Niall Murphy

Personal information
- Born: 26 October 2004 (age 21)

Sport
- Sport: Athletics
- Event: Long distance running

Medal record
Men's athletics
Representing IRE
European Cross Country Championships
| Gold medal – first place | 2025 Lagoa | U23 team |
| Gold medal – first place | 2023 Brussels | U20 team |

= Niall Murphy (runner) =

Irish athlete (born 2004)

Niall Murphy (born 26 October 2004) is an Irish long-distance and cross country runner.

==Career==
Murphy is from County Clare and a member of Ennis Track Club. He was runner-up at the Senior boys race at the All-Ireland Schools Cross Country Championships in Waterford in March 2023, finishing behind Jonas Stafford.
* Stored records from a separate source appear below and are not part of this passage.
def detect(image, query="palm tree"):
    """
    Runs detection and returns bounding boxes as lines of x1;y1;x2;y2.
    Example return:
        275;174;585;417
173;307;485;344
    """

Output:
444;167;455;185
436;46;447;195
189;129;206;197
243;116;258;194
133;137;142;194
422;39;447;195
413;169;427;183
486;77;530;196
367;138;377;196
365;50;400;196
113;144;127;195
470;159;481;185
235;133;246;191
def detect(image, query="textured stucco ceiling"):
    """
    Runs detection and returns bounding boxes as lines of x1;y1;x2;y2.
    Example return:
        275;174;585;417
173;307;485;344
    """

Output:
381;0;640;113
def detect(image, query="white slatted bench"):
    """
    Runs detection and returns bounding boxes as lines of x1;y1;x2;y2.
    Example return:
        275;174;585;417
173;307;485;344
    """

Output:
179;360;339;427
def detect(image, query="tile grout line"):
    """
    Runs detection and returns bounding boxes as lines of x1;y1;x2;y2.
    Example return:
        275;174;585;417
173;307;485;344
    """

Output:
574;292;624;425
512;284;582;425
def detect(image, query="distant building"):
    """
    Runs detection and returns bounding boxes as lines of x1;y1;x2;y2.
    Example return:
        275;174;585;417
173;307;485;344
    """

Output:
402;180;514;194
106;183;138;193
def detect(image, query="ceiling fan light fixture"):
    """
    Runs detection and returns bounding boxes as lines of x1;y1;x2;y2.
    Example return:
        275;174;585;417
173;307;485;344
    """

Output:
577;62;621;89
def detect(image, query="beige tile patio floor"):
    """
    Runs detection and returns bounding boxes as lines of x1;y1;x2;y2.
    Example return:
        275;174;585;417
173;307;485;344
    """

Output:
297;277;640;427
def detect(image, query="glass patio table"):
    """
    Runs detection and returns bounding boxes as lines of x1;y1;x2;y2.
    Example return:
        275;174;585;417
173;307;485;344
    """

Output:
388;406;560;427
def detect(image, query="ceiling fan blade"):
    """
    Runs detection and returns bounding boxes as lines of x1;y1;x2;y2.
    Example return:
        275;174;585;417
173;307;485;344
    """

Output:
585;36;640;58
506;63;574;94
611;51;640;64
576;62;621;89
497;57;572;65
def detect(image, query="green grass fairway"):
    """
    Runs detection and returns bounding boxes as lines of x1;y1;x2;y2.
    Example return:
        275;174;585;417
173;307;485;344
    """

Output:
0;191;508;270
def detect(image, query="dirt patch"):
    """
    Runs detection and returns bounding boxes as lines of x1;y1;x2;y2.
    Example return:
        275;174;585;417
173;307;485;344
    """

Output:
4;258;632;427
He was a gold medalist representing Ireland at the 2023 European Cross Country Championships in the men's under-20 team race, alongside Nick Griggs and Stafford, and was the second Irish finisher with ninth overall, one place ahead of Stafford.

In December 2024, he was the second Irish finisher in the men's under-23 race at the 2024 European Cross Country Championships in Antalya, Turkey, with a 23rd place finish.

Murphy was selected for the under-23 race at the 2025 European Cross Country Championships in Portugal, in December 2025. He had a tenth place finish in Lagoa to score for Ireland as they won the team gold medal in the under-23 race with Griggs winning the individual race and Callum Morgan placing eighth.